Para los radioaficionados, la nueva estación de enlace marca, además, la culminación de un proceso donde es la vocación lo que cuenta por encima de todo. "La electrónica no puede ser ya sólo un hobby", subraya Federico Graupner, presidente de la Federación, mientras más de un centenar de radioclubes diseminados en todo el país parecen empecinados en la actividad formativa: tanto como la LUCero ASC, la reglamentación de la Ley 16.118, declarando de interés nacional la tarea que despliegan y liberando de recargos aduaneros la importación de sus equipos, retempla su espíritu quijotesco, una amalgama de ciencia, deporte y filantropía.

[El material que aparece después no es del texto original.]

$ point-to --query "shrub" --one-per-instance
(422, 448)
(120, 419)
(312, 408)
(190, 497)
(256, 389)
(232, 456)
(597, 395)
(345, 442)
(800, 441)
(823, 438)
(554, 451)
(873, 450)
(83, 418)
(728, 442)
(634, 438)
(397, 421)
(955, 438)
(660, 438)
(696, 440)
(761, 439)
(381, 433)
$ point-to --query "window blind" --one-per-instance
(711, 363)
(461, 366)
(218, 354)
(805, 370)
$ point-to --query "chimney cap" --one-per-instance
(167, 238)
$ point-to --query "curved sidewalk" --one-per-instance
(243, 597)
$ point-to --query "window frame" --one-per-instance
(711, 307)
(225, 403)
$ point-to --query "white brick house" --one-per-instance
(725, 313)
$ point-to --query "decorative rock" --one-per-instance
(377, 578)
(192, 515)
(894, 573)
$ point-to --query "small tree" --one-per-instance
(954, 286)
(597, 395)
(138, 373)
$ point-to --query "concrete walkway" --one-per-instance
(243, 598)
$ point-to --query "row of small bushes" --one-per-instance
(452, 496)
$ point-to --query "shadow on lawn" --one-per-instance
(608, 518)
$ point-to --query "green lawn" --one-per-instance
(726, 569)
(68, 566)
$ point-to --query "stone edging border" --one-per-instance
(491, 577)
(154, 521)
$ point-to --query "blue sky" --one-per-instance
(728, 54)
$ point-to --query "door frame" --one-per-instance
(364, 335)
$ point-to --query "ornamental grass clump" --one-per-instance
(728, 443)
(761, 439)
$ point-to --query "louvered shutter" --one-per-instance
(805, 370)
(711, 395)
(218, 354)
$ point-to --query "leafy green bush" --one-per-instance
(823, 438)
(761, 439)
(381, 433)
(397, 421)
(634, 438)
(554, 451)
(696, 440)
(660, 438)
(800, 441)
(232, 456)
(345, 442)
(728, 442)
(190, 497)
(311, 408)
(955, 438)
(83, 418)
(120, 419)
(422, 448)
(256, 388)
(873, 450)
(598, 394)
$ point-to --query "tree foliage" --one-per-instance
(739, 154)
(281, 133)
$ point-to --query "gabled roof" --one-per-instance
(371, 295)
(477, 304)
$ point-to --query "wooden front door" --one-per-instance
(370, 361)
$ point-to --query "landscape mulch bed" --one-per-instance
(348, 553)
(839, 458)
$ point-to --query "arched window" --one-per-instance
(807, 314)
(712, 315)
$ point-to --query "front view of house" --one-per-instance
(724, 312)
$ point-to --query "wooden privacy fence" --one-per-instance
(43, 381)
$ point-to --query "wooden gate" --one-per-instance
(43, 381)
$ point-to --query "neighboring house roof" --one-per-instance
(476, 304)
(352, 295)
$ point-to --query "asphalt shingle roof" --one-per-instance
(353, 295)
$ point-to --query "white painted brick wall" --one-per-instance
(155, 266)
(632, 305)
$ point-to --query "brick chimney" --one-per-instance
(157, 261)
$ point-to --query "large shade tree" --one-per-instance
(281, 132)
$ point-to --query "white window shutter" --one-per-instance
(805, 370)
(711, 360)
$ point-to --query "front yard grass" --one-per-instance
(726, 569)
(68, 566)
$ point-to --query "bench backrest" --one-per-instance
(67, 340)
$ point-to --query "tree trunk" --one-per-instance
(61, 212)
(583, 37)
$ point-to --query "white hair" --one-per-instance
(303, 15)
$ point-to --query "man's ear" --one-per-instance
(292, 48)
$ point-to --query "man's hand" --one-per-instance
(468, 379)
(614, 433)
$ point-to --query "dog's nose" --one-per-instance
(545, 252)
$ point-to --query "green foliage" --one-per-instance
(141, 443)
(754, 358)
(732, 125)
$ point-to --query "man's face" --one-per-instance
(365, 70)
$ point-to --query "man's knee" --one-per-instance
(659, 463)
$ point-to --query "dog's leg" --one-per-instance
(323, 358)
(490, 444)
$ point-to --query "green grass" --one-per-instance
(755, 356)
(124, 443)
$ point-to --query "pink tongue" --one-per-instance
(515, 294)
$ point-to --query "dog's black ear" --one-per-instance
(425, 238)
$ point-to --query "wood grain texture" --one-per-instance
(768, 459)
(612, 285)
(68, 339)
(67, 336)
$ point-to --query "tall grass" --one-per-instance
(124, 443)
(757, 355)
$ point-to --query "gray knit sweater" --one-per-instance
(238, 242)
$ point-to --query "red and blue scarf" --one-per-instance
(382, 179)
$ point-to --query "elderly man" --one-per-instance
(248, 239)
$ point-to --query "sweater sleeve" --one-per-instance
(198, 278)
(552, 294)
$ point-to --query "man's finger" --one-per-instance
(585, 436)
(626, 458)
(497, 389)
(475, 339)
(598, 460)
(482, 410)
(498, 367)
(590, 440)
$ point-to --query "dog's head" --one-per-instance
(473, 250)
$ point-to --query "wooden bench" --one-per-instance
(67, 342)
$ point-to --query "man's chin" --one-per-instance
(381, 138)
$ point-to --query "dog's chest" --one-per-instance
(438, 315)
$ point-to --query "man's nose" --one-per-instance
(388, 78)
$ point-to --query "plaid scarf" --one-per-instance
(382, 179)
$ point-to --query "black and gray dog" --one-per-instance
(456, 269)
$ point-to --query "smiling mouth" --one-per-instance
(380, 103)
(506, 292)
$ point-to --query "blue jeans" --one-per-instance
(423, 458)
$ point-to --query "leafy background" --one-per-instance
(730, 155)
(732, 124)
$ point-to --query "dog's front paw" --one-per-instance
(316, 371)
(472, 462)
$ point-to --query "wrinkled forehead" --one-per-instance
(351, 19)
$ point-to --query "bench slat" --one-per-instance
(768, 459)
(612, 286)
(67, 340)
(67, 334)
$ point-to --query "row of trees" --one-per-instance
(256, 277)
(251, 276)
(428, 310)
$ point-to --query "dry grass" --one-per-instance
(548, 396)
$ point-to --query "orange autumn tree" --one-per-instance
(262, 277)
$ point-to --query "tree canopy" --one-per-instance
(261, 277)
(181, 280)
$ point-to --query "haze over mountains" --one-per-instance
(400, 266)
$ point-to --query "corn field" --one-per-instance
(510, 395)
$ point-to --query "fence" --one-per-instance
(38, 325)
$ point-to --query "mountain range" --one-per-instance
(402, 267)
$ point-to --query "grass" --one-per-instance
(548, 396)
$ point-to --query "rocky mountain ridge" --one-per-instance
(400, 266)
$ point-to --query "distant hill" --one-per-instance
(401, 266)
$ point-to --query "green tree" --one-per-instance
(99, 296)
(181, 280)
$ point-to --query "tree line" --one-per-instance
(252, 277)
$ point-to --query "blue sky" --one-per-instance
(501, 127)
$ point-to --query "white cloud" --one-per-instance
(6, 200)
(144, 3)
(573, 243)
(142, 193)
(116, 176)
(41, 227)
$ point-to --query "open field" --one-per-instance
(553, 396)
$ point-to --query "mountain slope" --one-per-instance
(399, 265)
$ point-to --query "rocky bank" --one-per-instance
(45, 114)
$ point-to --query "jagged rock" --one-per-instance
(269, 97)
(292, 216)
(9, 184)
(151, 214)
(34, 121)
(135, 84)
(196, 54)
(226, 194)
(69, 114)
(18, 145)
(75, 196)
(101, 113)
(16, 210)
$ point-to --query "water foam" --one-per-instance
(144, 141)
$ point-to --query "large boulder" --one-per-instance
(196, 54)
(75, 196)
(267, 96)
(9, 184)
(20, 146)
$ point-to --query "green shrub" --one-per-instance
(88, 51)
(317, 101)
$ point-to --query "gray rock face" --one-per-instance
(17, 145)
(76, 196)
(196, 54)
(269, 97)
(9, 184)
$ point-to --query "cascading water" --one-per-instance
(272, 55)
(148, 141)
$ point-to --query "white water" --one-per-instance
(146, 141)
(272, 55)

Espoleados por el imprevisto, a los radioaficionados sólo los frenan, a veces, sus enormes gastos de energía eléctrica. Pero los radioclubes no cejan: "La Cámara de Diputados de Catamarca ha aprobado un proyecto de ley que faculta a cada radioaficionado a consumir gratuitamente 50 kilowatios por mes", apunta Graupner.
Todo lo cual hace sonreír a Enrique Kessler, asesor de Pagés Larraya y también radioaficionado: desde el punto de vista pedagógico, tales licencias suponen un estímulo que gravitará en la multiplicación de adeptos, aún sometidos a las estrictas reglamentaciones que los rigen. El radio, aficionado debe tramitar su registro y computar cada una de sus llamadas y recepciones en un libro de guardia; le está prohibido radiar operaciones comerciales y dialogar sobre temas políticos, por considerárselos atentatorios contra la seguridad nacional. "Pero el radioaficionado está en otra cosa; le interesa proveerse de un buen equipo (cuyo precio oscila entre los 500.000 pesos y el millón, aunque también los hay, hechos a pulmón, que cuestan 50.000) para ocuparse de las cuestiones que más le interesan."
En efecto, la reseña de sus actividades está poblada de acontecimientos que irrumpen, silenciosamente, en el ámbito de la épica:
•Hace poco más de un año, durante las inundaciones producidas por los desbordes del Río Uruguay, tendieron una red de propalación que coordinó las tareas de salvamento de zonas absolutamente incomunicadas.
•Cuando la Argentina envió un contingente de soldados para integrar las fuerzas de las Naciones Unidas en el Congo, en 1961, hicieron posible el diario contacto entre los soldados y sus familiares.
•Pero, después del tendido de lazos de amistad, el traslado de medicamentos parece ser rutina en la labor de los radioaficionados: "La semana pasada conseguimos, en 24 horas, una partida de Meticortelone Acetate, desde Nueva Jersey, Estados Unidos, y de esa manera pudimos salvar a un enfermo que nuestros médicos daban por desahuciado", señala Kessler.
Y el hecho demuestra que, tal vez, su abnegación y su enraizado desinterés obraron de antídoto para tumbar un viejo estigma: a mediados de 1963, la burocracia frustró los desenfrenados esfuerzos de Luis Tambussi, y cuando el kayexalate llegó a Buenos Aires, a Ezeiza, un rostro tan anónimo como el del radioaficionado neoyorquino se meneó irreductible: "Estamos fuera de horario. Venga mañana". La enferma murió esa noche.